In 2007, his trials revealed that the wilt on spinach goes to lettuce and wilt on lettuce goes to spinach.

The disease also cross-infects those two crops with several species of marigold, including French marigold grown for seed on the coast.

The wilt has two races — with Race 1 being the most common in coastal lettuce. Race 1 is pathogenic to the variety Salinas, while Race 2 is pathogenic to both Salinas and La Brillante.

Subbarao’s group has also developed a laboratory test to identify Race 1 from a variety of hosts.

The pathogen is internally and externally seed borne on lettuce. Infected seed are able to germinate normally and produce a plant, with the fungus growing along with the plant to infect the resulting seed.

During 2008, Subbarao’s group concentrated on tests of seed lots of currently available commercial lettuce cultivars for V. dahliae infestation. Nine companies submitted 171 seed lots for the evaluations.

The seed lots came mainly from the U.S., China, Chile, Australia, and the Netherlands. None of the lots from Australia and the Netherlands were infested, but the majority of those produced in the U.S. were infested.

They also examined samples of soil from locations where seed is produced. In the six soil samples they have tested they found no more than 20 microsclerotia per gram of soil. That raised the question about an airborne spread of the pathogen, and that issue is being researched in greenhouse trials this year.

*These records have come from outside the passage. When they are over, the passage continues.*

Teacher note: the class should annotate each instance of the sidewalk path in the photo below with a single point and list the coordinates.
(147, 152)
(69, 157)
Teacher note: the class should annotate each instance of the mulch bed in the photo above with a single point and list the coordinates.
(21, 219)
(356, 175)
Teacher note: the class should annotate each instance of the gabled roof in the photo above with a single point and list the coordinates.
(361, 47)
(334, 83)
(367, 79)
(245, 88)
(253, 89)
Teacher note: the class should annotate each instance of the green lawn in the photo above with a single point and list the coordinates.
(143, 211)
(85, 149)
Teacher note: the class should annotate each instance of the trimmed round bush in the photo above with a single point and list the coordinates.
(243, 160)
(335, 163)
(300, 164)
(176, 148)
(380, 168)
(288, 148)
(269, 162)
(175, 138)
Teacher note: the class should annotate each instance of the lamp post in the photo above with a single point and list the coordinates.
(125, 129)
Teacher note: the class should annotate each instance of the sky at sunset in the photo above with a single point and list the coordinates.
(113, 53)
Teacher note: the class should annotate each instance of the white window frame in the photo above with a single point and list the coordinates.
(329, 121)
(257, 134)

Subbarao said for the disease’s symptoms to be visible in a commercial lettuce field there must be 150 microsclerotia per gram of soil. “Therein is the danger. Until that threshold is reached, the grower assumes there is no problem.” Microsclerotia levels in infested fields in the Salinas and Watsonville areas in 2008 reached as high as 2,200 per gram of soil.

In addition to V. dahliae, other similar-appearing fungal species were observed occasionally on seed.

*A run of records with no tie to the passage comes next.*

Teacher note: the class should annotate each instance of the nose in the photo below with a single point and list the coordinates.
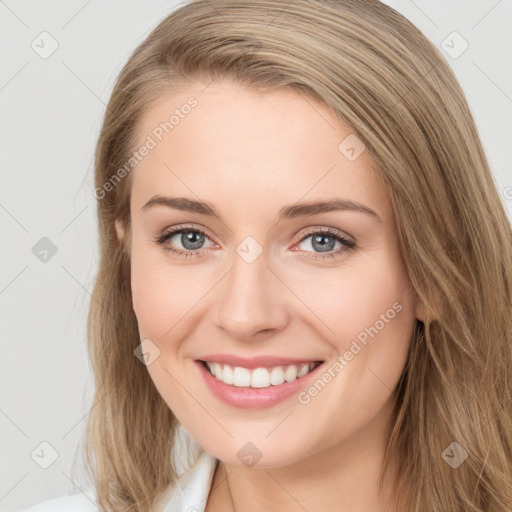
(252, 300)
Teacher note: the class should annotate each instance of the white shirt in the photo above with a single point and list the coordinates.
(188, 495)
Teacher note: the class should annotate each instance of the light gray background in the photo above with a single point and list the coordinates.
(51, 111)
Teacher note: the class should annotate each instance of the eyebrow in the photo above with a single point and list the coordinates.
(287, 212)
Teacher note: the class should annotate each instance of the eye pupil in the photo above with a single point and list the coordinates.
(192, 237)
(323, 246)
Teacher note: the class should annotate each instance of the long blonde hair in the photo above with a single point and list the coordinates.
(379, 74)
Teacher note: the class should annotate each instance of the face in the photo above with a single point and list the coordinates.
(259, 272)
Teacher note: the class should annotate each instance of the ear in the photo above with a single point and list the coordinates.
(119, 229)
(420, 310)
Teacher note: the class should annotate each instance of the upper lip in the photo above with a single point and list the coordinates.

Subbarao said it is unknown at this time what these have to do with V. dahliae, although they do not lessen its impact. On the resistance approach, Ryan Hayes, USDA breeder at Salinas, has developed materials having Race 1 resistance from five sources and these have been released to commercial seed companies. He is also screening plants to confirm their resistance to Race 2 in greenhouse trials.

A field at the Salinas USDA station has been dedicated to the ongoing series of resistance trials, which are scheduled to begin this spring.

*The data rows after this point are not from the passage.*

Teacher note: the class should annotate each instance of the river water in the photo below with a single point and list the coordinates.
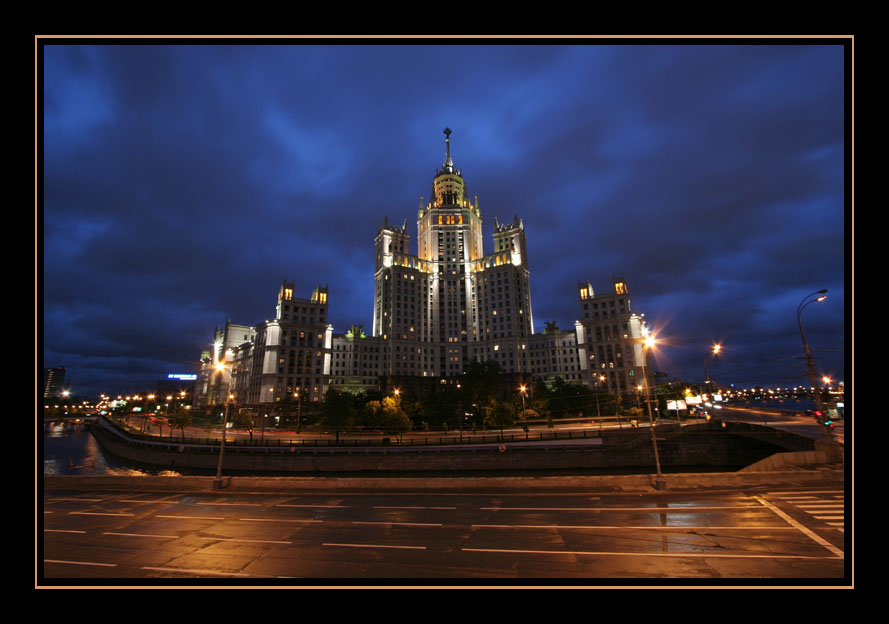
(76, 452)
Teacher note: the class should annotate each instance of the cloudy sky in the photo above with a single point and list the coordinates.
(182, 184)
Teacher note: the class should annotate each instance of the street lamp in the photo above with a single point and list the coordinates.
(715, 350)
(819, 295)
(659, 482)
(217, 482)
(298, 411)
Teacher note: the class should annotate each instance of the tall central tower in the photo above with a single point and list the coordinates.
(444, 306)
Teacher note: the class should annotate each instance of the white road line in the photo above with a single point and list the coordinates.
(646, 509)
(314, 506)
(399, 523)
(374, 546)
(806, 493)
(408, 507)
(644, 554)
(107, 565)
(192, 517)
(814, 536)
(141, 535)
(275, 520)
(234, 539)
(232, 504)
(631, 528)
(821, 505)
(191, 571)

Hayes is using a two-stage process to achieve high-level resistance to Race 2. Randomly selected lines are screened in the greenhouse, and those found to be candidates are advanced to replicated trials.

Thus far, most of the materials tested are capable of being symptom-free, although they are nevertheless colonized by the wilt.

Subbarao continues research on control of another serious disease in the Salinas Valley, lettuce drop caused by Sclerotinia minor.

Contans, a biological fungicide, he said, has proven to be more effective against field samples of S. minor that produce more sclerotia than those that produce fewer. An application of Contans is estimated to cost about $60 per acre — or about the same as that for Endura, a standard lettuce drop fungicide that is consumed by soil microbes and becomes ineffective after repeated use. Efforts are being made to optimize Contans costs.

Another dimension of the lettuce drop campaign is breeding to harness the “slow-dying” trait of some lines in developing resistance to the disease.

Susceptible lettuce may die from it in as few as two days, while other lines persist for 10 to 15 days, although they too eventually die. Hayes has identified a few families of crosses having the trait.

He is working with breeding lines of iceberg and romaine having reduced disease incidence of lettuce drop.

Two iceberg lines derived from Salinas 88, Great Lakes 54, and Holborn Standard have been selected and backcrossed for further breeding.

The Latin types Little Gem, Pavane, and Eruption have been consistently resistant, Hayes said, to infested field experiments and foliar inoculations with S. sclerotiorum. He hopes to transfer their lettuce drop resistance into full-size romaine types.